Finally, BMI was not significantly associated with any of the measured thyroid markers.

4 Discussion

These experimental results are consistent with prior observational data in showing that BMI is inversely related to LDLc change on a KD (6). While prior data primarily report that lower BMI is associated with larger increases in LDLc upon adoption of KD, these data show the inverse is also true: those with lower BMI also exhibit larger decreases in LDLc upon carbohydrate reintroduction.

It is not surprising that all anthropometric measurements (BMI, FMI, FFMI) were significant predictors of LDLc given their expected collinearity among lean women. While BMI is an imperfect indicator of body composition, we focused on it as it is more widely available, and it yields the most conservative estimate size (β = −25) for our primary outcome and explains better the observed variability than the other anthropometric biomarkers (R2 = 0.42 vs. 0.26 and 0.37 for FMI and FFMI, respectively).

How do anthropomorphic measurements compare in predictive power to a more widely recognized influencer of LDLc levels: saturated fat intake?
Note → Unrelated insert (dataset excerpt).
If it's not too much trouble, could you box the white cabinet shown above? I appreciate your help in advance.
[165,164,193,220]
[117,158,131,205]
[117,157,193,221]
As shown in our sensitivity analysis, BMI dominates over saturated for determining LDLc change, even when ≥90% of total calories were derived from saturated fat.
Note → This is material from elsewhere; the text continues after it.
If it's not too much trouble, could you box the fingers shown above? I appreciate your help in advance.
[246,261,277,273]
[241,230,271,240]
Consistent with what has been documented in randomized crossover trials (12), fT3 was lower in the NK phases when compared with the SuK (higher carbohydrate) phase. Additionally, we found that fT3 and T4 (but not TSH or rT3) were predictive of LDLc change, which is consistent with the role of thyroid hormones in regulating systemic lipid energy trafficking to meet energy demands during carbohydrate restriction.

While this thyroid marker pattern may appear reminiscent of a “sick euthyroid syndrome,” a condition in which patients with critical illness demonstrate changes in peripheral thyroid hormone levels (13), we caution against this interpretation for the following reasons. i) We studied healthy participants. ii) As shown in Table 1, energy intake, weight, resting metabolic rate, TSH, and rT3 remained unchanged across throughout the study. iii) It is not yet clear how macronutrient shifts affect thyroid hormone sensitivity, and akin to what is observed in insulin or leptin resistance, the levels of a hormone may be inversely associated with its sensitivity.

A chief strength of this study included the rigor with which participants complied with the dietary regimen, as evidenced by all participants achieving consistent NK during the NK phases and consistent suppression of ketosis during the SuK phase, determined by blood capillary testing combined with dietary records. Additionally, all participants had a BMI ≤24 kg/m2 and, therefore, were “lean” and remained weight-stable, increasing the internal validity of this study.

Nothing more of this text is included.